Surely I'm not the only one who doesn't really think military is all that important. It's certainly key to understand the wars of history, and why they happened, but when I hear military history, I think of the size of armies raised, who commanded them, where they marched, and how individual battles played out. And in the grand scheme of things, most of that can be safely ignored by most folks.
Pft. You can say that about anything. And be equally wrong.
Societies in general and states in particular organized themselves almost exclusively around the ability to prosecute warfare for most of human history. It's literally why they existed. Take a look at any of the budget estimates for, say, the Roman Empire; military expenses took up some 90%, give or take a few percentage points. This hardly changed in later years; look at the North German Confederation, for instance, which devoted 98% of its funds to the federal army. (A unique case, to be sure. But still: other nineteenth-century states, like Austria and Russia, devoted the majority of their finances towards their armies, and the British spent a similar proportion on their navy.) Later on, when states assumed alternative functions, war became more 'total' - per the cliche - and its effects became nearly all-pervasive.
Being as polite as possible, I would say that this (relatively) recent notion of warfare being a relatively insignificant part of societal interaction is due to the connotations that the study of warfare implies. If you are willing to research such things, goes the prejudice, you must therefore approve of them. Every American professor of history that I have met who has produced any sort of scholarly work on warfare, especially post-medieval warfare, has felt compelled to make it clear that the study of institutionalized violence does not imply one's endorsement of it: a disclaimer, one would think, well practiced in front of colleagues at department meetings and conferences. (Ironically, more than a few of them actively find their association with military history distasteful, but due to their MA thesis or doctoral dissertation on their advisors' chosen subjects, they have little choice in the matter.)

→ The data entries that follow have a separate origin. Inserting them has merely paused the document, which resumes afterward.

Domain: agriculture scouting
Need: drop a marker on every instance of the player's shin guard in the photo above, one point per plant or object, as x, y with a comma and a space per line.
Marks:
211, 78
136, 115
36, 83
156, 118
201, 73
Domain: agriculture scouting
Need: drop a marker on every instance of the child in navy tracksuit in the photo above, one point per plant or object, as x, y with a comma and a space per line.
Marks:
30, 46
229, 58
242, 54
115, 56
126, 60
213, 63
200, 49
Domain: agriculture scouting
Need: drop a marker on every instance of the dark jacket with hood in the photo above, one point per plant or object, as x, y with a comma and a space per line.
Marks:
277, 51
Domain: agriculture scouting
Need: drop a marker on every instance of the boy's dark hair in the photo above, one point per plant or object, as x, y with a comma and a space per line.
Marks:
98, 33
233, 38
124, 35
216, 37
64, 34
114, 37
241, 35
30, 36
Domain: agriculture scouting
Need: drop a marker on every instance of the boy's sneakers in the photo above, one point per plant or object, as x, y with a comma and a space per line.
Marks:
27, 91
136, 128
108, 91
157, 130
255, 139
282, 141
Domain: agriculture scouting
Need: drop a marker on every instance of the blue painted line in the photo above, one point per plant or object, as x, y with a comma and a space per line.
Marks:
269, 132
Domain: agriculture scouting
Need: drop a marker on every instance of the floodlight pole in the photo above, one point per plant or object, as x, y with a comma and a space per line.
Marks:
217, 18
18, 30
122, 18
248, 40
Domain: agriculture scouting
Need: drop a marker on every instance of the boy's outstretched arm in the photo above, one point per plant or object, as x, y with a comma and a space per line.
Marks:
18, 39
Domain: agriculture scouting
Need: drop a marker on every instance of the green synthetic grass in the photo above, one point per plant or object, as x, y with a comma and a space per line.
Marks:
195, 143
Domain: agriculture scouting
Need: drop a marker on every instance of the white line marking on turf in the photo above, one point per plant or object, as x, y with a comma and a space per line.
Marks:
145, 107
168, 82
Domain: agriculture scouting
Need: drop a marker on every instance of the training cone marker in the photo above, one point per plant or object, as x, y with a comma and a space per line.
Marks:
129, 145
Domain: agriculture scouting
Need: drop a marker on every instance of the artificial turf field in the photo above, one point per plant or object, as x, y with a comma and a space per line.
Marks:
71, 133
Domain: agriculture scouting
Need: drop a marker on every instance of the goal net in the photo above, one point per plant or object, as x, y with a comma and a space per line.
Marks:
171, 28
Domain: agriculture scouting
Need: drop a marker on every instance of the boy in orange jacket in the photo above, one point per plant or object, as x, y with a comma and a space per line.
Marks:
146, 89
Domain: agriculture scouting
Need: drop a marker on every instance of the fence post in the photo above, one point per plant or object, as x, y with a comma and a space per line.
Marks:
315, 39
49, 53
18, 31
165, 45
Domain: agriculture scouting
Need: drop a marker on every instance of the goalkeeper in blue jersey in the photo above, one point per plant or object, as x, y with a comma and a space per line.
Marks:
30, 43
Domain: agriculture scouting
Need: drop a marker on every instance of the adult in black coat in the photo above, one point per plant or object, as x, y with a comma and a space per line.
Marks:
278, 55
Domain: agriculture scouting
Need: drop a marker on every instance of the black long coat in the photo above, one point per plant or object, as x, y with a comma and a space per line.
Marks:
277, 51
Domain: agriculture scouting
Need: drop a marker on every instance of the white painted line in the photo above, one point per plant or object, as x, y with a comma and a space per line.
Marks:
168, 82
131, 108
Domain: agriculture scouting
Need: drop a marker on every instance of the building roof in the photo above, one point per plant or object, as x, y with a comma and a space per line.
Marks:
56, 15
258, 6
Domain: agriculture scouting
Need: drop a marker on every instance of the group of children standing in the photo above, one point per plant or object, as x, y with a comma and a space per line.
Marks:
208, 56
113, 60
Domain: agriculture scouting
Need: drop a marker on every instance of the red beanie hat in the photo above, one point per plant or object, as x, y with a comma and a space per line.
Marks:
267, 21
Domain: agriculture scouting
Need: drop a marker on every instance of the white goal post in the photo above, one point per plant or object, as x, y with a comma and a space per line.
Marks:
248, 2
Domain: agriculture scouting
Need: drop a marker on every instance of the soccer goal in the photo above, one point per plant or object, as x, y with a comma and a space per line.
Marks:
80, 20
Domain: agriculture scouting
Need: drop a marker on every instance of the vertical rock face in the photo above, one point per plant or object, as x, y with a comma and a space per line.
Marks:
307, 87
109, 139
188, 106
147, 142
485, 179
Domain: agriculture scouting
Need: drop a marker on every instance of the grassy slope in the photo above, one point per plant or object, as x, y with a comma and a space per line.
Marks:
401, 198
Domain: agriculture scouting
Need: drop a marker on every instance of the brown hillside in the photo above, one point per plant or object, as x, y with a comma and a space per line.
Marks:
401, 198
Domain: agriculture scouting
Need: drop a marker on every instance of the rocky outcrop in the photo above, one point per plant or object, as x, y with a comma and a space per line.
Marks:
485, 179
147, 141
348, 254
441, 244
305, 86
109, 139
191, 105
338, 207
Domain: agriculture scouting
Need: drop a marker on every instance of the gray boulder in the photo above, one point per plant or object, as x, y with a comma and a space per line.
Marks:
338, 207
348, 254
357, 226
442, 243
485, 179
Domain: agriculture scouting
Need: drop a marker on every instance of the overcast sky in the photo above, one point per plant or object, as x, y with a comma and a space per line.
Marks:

At least military history has the enduring interest of the pop history market to lean on. Academic economic history doesn't even have that. It's shunned in turn by historians - especially the more doctrinaire Marxists - who think the whole thing to be voodoo, and by nonacademics, who consider the subject to be boring, tedious, and irrelevant. Few economists have the appropriate training to handle the subject, and most would rather deal with modern matters anyway.
I'm at a loss as to what is stopping you then...
The forum rules, and a bottle of bourbon, not in that order.